Nevertheless, several limitations should be acknowledged. The retrospective design required reliance on medical record abstraction and may therefore be subject to incomplete data collection or documentation bias. Anthropometric measurements were not performed by a single examiner, although all personnel followed standardized procedures.

The study was additionally limited by its single-center design and relatively modest sample size, which may reduce generalizability. The sample size also precluded meaningful subgroup analyses according to treatment modality. Such analyses were further complicated by the dynamic nature of EoE treatment, as many patients changed therapies during follow-up. Most patients initially received proton pump inhibitors before transitioning to elimination diets or topical corticosteroids.

Another important limitation is the lack of detailed nutritional data.
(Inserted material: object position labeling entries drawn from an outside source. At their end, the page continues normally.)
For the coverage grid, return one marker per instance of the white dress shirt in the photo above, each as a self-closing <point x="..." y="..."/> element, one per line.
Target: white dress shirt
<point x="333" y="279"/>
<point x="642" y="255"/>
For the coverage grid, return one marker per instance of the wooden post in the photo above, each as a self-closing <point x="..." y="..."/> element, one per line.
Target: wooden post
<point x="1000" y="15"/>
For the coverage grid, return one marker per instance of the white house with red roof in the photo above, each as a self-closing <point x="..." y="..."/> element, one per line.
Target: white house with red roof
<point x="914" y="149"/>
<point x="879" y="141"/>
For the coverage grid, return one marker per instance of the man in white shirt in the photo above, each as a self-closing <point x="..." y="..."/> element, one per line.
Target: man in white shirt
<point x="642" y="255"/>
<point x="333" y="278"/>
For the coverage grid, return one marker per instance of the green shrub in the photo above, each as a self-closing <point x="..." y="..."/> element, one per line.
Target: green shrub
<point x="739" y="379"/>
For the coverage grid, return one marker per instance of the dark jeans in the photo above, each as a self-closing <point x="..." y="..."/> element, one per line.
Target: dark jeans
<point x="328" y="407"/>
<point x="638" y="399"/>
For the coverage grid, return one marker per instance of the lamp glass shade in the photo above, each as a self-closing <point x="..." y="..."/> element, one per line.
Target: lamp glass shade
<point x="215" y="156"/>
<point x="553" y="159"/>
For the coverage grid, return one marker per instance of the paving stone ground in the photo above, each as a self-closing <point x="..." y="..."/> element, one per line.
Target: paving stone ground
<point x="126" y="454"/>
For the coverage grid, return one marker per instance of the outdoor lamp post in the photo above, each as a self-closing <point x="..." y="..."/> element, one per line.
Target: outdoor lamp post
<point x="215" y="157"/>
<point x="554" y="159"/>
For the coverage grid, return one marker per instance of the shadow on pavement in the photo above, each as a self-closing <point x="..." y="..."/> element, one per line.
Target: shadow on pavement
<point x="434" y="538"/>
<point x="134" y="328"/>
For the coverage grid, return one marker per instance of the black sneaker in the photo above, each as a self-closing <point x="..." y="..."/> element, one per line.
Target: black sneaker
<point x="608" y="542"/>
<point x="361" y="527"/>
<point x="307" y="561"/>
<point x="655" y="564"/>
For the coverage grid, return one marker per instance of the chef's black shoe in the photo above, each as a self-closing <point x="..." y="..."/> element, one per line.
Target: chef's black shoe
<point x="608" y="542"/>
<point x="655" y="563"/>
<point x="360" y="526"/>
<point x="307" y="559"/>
Information regarding dietary intake, adherence to elimination diets, use of dietary supplements, and involvement of dietitians was not systematically available. These factors may significantly influence nutritional outcomes and represent an important area for future research.

Finally, histological follow-up timing was not fully standardized, as endoscopic reassessment was guided by clinical indications and treatment response. However, this approach reflects real-world clinical practice.

5. Conclusions

EoE can affect children across the entire spectrum of nutritional status, ranging from malnutrition to obesity. Long-term monitoring of nutritional status and growth should therefore be incorporated into the routine management of pediatric EoE. Clinicians should remain aware that both undernutrition and obesity may develop during the disease course. Personalized nutritional counseling and careful longitudinal follow-up are essential to optimize growth and nutritional outcomes in children with EoE.